Jared Bernethy
Walter J. Levy, “World Oil Cooperation or International Chaos,” Foreign Affairs, July 1974.
Main
Point
The
basic argument of this article is that a cooperative effort between
oil-producing and oil-importing countries must come about in order for the oil
crisis of the 1970’s to come to an end.
This cooperative effort along with a certain level of austerity is
essential to correct and end the oil and corresponding financial crisis.
Summary
Levy
begins the article by explaining the seriousness of the oil crisis and the
changes in the supply and price conditions in the early 1970’s. Beginning in 1970, oil-producing
countries began steadily gaining complete control over the oil industry in their
countries. Therefore, the
governments of these countries could control the supply and price they charge
for oil. Due to this shift of
power, oil costs of importing countries and oil income of producing countries
was inflated dramatically. Also,
the oil reserves of producing countries increased as well. As a result of the change in power, the
“position of the international oil companies has changed completely.” Up until 1969 the oil companies had
bargaining leverage and could still determine levels of production, exports, and
prices, but as of 1974 all their power was gone. Thus, the companies no longer possessed
any real leverage. Essentially the
only hope that these companies had was “to hold on to whatever tenuous residual
rights or preferences the producing countries might still be willing to
extend. The companies have no
choice but to acquiesce in virtually any kind of conditions imposed or
exacted.”
Next,
Levy goes into the financial crisis that importing countries were faced with,
due to this extreme increase in oil cost.

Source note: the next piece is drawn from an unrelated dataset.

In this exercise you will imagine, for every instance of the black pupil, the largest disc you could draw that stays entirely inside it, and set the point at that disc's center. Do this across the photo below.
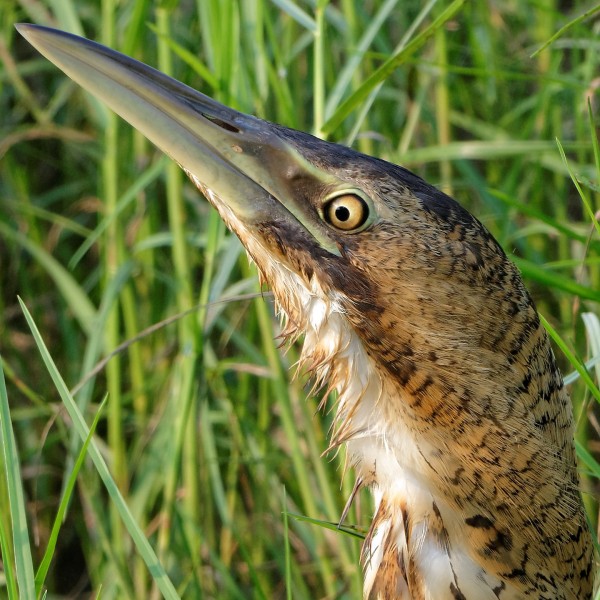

In late 1973, almost every importing nation was faced with major
balance-of-trade problems. As a
result, the majorities of these countries were in a financial bind and had no
way paying for the amount of oil imports necessary. The IMF and World Bank stepped in to
help relieve the oil-importing countries with this crisis, but with oil prices
staying high more changes were needed.
If oil prices were to stay high then oil-importing countries could face
“pyramiding interest or individual charges on top of mounting direct oil import
costs.” In reality the only way
these countries could possibly reduce the trade deficit would be to impose
austerity upon the people, resulting in lower consumption and lower standards of
living. Levy also believes that a
“cooperative effort” must take place between the oil-importing countries and the
oil-exporting countries. He says
that importing countries need to do three things in order to help turn around
the oil and resulting financial crisis.
First, importing countries “must establish and coordinate research and
development programs with regard to existing and new energy sources.” Next, they “must also establish a
concurrent and consistent program of energy conservation.” And finally, countries shouldn’t “have
on hand less than a supply equal to six months of its imports,” just in case oil
supplies were cut off. This
“cooperation” between oil-importing countries is essential in order to get
and/or develop cooperation with the producing countries.
As for
the oil producing countries, they try to justify the huge price increases that
were imposed. They say “the large
increase in oil prices are warranted by the alternative cost that would have to
be incurred if oil had to be replaced by other energy sources.” They also cite that “high oil prices
will result in oil conservation and encourage the use of oil for only the most
essential and valuable purposes.”
In reality it is known that oil-producing countries try to get as much
income as possible from their oil exports now, because they know that their oil
reserves will in time go away. On
the other hand, the producing countries couldn’t continue to take the position
that the economic situation of the major importing countries was no concern of
theirs, because taking this position could result in the destruction of the
developing oil-importing countries.
There is thus no alternative for oil-importing countries but to try to
convince the oil-producing countries that there must be some similar interest
between the two sides.
In
conclusion Levy argues that a combination of many things are needed to help
correct and prevent the oil crisis.
He says that a certain level of austerity is needed, “just adequate to
permit the major industrialized nations to maintain viable economic and
industrial operations, including continued growth but at a lower rate than might
have been projected.” Along with
the implementation of austerity a “far-reaching cooperation among the
oil-importing nations” is needed.
Also, “an understanding by the importing nations of the interests and
aspirations of the producing countries, and a recognition by the producing
countries that even in an austerity situation any attempt to hold prices high
must result in worldwide dangers to which they could not be immune.” To Levy, these four situations are
essential in order for this energy crisis to be corrected and remain stable.